As you can see, looking for contentment in all the wrong places can actually be detrimental to our emotions, our goals, and our finances. But if we follow the right steps we can achieve true contentment. True contentment is one that is long lasting and beneficial to your life and the lives of those around you.

Let me outline five steps from the Bible to help you obtain contentment in your life:

1. Know that attitude is everything. Contentment is a learned art developed in the midst of negative feelings and emotions (Phil. 4:11-12). Maintaining a positive attitude necessitates a conscious decision on our part. My wife, Rena, has thoroughly developed this skill. I constantly find her humming happily during her daily activities no matter what has gone on during the day. It is so frustrating to find her humming away happily at the kitchen sink just moments after a disagreement I am still stewing over. Rena has learned that contentment is a choice and that one’s attitude is a result of that choice. She simply chooses to be content, and she is.

2. Know that the circumstances aren’t everything. Very simply stated, one’s contentment is not dependent on one’s circumstances. Victor Frankl, the famous psychologist, discovered this truth early on. As a young man interred in a holocaust camp during World War II, Frankl made a mental decision not to let the filth of the Nazi’s overtake him. He chose to rise above the most terrible of circumstances and demonstrated that one’s internal state does not have to be controlled by what is going on around him. The truth is that we can spend all our lives waiting for our circumstances to make us happy, but without success. Instead of waiting, we must choose contentment no matter what is going on around us.

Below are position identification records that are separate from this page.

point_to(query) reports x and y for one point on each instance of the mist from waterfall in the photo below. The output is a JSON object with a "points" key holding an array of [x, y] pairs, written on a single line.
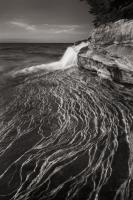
{"points": [[68, 60]]}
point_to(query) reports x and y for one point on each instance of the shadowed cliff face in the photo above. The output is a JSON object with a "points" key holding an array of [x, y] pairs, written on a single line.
{"points": [[66, 134], [110, 52]]}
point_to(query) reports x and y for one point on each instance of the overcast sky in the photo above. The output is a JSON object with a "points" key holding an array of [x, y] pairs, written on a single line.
{"points": [[44, 20]]}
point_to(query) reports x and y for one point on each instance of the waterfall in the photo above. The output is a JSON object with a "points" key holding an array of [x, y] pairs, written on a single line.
{"points": [[68, 60]]}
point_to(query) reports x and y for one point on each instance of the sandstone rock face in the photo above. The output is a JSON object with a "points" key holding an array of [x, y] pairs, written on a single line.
{"points": [[110, 52], [120, 32]]}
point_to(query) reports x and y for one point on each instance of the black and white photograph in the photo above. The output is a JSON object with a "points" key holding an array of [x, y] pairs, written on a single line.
{"points": [[66, 99]]}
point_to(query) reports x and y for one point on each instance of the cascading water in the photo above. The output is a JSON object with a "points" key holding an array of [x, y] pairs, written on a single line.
{"points": [[65, 136], [68, 60]]}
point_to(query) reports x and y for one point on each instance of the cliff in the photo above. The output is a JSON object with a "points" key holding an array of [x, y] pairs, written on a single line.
{"points": [[110, 51]]}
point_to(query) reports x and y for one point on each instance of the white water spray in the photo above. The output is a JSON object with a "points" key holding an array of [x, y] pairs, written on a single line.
{"points": [[68, 60]]}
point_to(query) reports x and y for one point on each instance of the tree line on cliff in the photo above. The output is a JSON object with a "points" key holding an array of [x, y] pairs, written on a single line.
{"points": [[106, 11]]}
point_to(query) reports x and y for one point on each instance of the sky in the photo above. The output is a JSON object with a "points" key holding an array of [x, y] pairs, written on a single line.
{"points": [[44, 21]]}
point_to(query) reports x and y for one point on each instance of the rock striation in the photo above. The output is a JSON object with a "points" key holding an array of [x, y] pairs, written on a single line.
{"points": [[110, 51]]}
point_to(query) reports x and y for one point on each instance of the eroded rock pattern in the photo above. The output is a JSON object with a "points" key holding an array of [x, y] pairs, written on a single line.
{"points": [[66, 135]]}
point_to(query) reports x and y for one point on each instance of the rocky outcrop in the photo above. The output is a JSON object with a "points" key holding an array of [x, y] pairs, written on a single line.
{"points": [[110, 52]]}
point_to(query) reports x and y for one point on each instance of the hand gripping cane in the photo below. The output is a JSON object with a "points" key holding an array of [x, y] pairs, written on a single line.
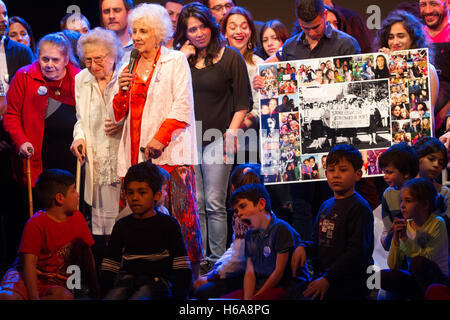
{"points": [[78, 174], [30, 192]]}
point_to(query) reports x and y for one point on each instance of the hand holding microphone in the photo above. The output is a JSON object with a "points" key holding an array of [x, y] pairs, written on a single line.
{"points": [[126, 76]]}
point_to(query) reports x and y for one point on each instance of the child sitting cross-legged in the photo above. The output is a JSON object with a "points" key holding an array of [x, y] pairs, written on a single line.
{"points": [[269, 244], [399, 163], [421, 237], [53, 240], [148, 244], [342, 245]]}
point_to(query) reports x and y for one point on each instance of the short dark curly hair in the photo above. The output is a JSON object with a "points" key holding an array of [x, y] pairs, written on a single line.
{"points": [[145, 172]]}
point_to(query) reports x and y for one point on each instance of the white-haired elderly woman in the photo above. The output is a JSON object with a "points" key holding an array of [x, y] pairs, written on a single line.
{"points": [[97, 135], [158, 114]]}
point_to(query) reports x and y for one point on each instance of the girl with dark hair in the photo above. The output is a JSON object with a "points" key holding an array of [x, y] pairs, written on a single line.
{"points": [[420, 236], [239, 29], [221, 98], [41, 109], [402, 31], [381, 68], [273, 35], [20, 31]]}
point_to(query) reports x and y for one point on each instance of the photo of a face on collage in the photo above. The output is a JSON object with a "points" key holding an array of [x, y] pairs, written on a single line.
{"points": [[370, 101]]}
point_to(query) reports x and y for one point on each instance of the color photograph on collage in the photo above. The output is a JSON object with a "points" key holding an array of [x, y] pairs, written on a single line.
{"points": [[370, 101]]}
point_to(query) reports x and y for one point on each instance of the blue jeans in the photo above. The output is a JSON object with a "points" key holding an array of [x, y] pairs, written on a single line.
{"points": [[132, 287], [211, 180]]}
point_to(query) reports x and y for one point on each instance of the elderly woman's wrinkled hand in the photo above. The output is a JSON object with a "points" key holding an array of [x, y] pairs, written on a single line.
{"points": [[188, 49], [111, 129], [154, 149]]}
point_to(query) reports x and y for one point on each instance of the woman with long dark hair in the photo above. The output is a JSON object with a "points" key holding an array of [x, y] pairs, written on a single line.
{"points": [[403, 31], [222, 97]]}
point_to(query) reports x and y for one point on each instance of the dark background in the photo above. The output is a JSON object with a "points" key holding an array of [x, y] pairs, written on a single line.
{"points": [[44, 16]]}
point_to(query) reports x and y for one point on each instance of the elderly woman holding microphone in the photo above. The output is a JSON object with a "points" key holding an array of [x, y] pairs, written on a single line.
{"points": [[155, 102], [96, 137]]}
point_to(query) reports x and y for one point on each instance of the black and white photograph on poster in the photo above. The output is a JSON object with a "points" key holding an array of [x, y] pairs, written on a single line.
{"points": [[371, 101], [310, 167], [269, 106], [270, 89], [354, 113], [289, 164]]}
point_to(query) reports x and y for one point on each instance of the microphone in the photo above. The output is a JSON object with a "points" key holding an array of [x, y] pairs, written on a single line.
{"points": [[133, 57]]}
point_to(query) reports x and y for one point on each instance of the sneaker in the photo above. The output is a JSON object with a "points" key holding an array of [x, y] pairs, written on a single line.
{"points": [[205, 266]]}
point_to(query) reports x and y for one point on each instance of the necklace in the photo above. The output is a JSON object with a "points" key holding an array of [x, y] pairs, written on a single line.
{"points": [[57, 92]]}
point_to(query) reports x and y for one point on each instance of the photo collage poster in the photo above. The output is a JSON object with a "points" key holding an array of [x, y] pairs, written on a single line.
{"points": [[369, 100]]}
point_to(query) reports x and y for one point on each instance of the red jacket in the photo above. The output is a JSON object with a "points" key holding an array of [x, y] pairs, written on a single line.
{"points": [[25, 117]]}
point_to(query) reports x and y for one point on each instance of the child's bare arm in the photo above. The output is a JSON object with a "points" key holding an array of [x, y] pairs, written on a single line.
{"points": [[249, 280], [30, 275], [277, 274]]}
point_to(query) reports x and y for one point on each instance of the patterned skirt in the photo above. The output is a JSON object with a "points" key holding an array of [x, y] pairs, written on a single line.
{"points": [[182, 204]]}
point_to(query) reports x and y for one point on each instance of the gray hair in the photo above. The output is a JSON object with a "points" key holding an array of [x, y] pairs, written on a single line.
{"points": [[156, 18], [100, 37]]}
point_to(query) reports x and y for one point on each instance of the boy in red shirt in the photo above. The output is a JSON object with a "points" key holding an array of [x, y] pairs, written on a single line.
{"points": [[53, 239]]}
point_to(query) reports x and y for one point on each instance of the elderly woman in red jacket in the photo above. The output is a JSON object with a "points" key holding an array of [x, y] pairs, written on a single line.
{"points": [[41, 109]]}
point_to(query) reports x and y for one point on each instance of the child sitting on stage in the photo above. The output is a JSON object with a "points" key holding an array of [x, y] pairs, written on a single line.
{"points": [[53, 239], [399, 164], [342, 245], [148, 244]]}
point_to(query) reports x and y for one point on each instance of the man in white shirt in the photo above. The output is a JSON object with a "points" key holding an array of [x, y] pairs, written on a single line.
{"points": [[173, 7], [115, 18]]}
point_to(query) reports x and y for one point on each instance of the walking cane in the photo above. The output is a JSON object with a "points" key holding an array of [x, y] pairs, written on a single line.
{"points": [[78, 173], [30, 192]]}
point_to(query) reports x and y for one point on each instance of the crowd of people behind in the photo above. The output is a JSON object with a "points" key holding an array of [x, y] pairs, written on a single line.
{"points": [[128, 102]]}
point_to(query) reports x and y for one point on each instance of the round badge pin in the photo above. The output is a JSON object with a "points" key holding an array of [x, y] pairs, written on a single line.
{"points": [[42, 91], [267, 251]]}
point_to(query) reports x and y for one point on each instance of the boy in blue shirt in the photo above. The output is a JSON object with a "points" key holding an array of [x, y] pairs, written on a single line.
{"points": [[342, 245], [399, 163]]}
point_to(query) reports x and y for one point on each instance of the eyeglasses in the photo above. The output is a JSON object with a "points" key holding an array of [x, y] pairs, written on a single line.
{"points": [[220, 7], [97, 60], [194, 30]]}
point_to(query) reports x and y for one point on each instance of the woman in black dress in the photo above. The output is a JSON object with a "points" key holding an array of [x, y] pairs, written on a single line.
{"points": [[222, 97]]}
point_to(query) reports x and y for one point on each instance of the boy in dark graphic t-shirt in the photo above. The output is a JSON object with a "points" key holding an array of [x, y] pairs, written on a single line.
{"points": [[342, 245]]}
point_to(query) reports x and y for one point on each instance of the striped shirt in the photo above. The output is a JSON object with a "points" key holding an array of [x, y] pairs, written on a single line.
{"points": [[152, 246]]}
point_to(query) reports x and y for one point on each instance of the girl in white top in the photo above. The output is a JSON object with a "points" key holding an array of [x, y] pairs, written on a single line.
{"points": [[420, 237], [239, 29], [96, 137]]}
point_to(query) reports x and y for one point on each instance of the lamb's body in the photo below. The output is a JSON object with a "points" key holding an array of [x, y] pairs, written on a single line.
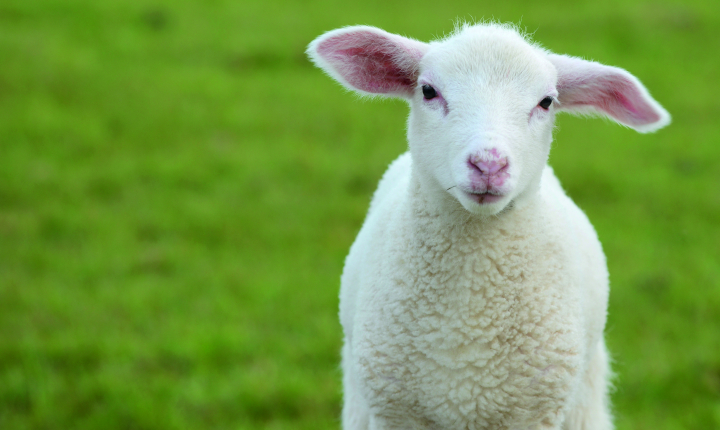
{"points": [[475, 294], [478, 325]]}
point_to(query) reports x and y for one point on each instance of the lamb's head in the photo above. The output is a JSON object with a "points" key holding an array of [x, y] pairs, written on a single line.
{"points": [[482, 104]]}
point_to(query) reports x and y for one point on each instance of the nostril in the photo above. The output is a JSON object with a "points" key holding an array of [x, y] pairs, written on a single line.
{"points": [[488, 167]]}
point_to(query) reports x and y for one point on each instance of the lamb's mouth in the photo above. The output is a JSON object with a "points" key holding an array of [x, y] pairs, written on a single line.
{"points": [[484, 198]]}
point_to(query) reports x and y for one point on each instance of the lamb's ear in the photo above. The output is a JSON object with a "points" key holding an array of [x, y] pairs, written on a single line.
{"points": [[369, 60], [586, 87]]}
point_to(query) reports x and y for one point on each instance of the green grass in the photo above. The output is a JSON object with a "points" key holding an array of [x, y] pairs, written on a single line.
{"points": [[179, 187]]}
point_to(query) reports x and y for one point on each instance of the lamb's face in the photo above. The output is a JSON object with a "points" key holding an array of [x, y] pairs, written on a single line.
{"points": [[481, 118], [482, 104]]}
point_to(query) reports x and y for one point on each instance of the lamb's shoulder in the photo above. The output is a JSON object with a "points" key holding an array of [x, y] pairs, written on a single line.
{"points": [[473, 324]]}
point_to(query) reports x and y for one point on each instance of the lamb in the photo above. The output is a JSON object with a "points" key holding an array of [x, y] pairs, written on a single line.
{"points": [[475, 294]]}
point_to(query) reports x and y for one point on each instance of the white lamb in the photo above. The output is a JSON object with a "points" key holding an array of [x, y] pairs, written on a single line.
{"points": [[475, 294]]}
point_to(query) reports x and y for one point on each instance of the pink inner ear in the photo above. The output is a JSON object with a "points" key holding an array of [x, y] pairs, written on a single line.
{"points": [[372, 62], [586, 85], [612, 93]]}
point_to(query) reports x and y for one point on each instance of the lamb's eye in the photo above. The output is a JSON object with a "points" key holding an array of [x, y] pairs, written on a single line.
{"points": [[545, 103], [429, 92]]}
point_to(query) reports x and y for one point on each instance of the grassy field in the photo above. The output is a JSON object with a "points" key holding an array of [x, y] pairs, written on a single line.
{"points": [[179, 187]]}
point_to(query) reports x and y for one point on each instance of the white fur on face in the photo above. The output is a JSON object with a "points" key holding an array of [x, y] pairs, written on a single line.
{"points": [[489, 82]]}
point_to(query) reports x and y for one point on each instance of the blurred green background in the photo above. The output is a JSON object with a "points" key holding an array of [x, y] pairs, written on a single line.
{"points": [[179, 187]]}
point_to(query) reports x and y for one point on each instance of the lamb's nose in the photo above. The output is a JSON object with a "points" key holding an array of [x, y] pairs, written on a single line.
{"points": [[490, 166]]}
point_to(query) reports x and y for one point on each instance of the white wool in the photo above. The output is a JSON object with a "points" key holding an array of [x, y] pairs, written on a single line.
{"points": [[461, 313]]}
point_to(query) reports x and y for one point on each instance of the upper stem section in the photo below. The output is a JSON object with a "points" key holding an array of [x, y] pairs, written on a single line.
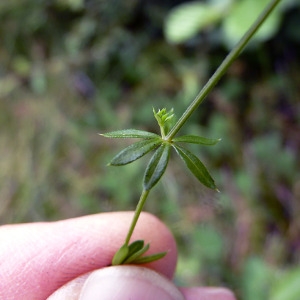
{"points": [[222, 69]]}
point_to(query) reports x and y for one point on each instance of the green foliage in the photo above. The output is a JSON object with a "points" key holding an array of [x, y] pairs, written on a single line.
{"points": [[52, 166], [188, 19]]}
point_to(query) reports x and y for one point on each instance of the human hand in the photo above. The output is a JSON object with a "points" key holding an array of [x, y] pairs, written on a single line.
{"points": [[37, 259]]}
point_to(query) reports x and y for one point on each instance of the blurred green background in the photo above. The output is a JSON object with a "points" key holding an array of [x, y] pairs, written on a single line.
{"points": [[70, 69]]}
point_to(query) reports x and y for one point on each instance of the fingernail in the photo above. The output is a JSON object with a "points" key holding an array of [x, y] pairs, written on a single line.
{"points": [[128, 282]]}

3. Know that there is gain in pain. Part of choosing contentment no matter what the surroundings, is having the ability to see God’s hand in the midst of our negative circumstances. Too often we forget that God has us in the palm of His hand and our surroundings can be part of His plan for our lives. The all too familiar adage, "No pain, no gain," applies to more then just muscles. Who we are as people, our character and our personality, undergo change when we embrace a painful situation and decide to reap the benefit from it. When we choose to look at our daily lives through "what could be" lenses instead of "what is" lenses, we gain perspective and contentment because we know that God is working in us and making us into better people.

4. Know Christ is the only true contentment (Phil 1:2). Christianity is a relationship religion. It is about relationship with Jesus Christ. He is the source of joy and peace, and He offers these gifts to you and I without hesitation or limitation. True contentment comes into our lives when we accept the free gift of Christ. He infuses us with His peace and joy as we give Him our worries and frustrations. Altogether too often we try to carry the burdens of life alone, Christ offers us His shoulder to not only lean on, but to help carry that which is weighing us down. The relationship that Christ offers is one that revolutionizes our life for it changes everything.

5. Know life is living for others (Phil. 2:3-5). There are two things in our life that we can take to heaven with us: our character and our relationships. The beauty is that the two are so closely intertwined. When we build relationships with others, our character develops and matures. But living for others is not just about having lots of friends, it is much more then that. Living for others is about dying to our self and our wants and desires. When we live for others we have to let go of all those things that make us discontent with our lives. There’s no time to be dissatisfied with the color of my car when I’m busy meeting the needs of others. Things like that simply fall to the wayside. Serving others releases a heartfelt joy in our lives. This is because we were born to serve others. Our goal in life should be to see the needs in others and meet them.

I challenge you to practice these five steps in your life and watch and see what happens. My belief is that you will begin to see a change in your heart. You will become a more satisfied and joyful person. You’ll discover what Christ meant when He said, "I came that they might have life, and have it more abundantly" (John 10:10). The pastors in Kings County look forward to seeing you this weekend. God bless you.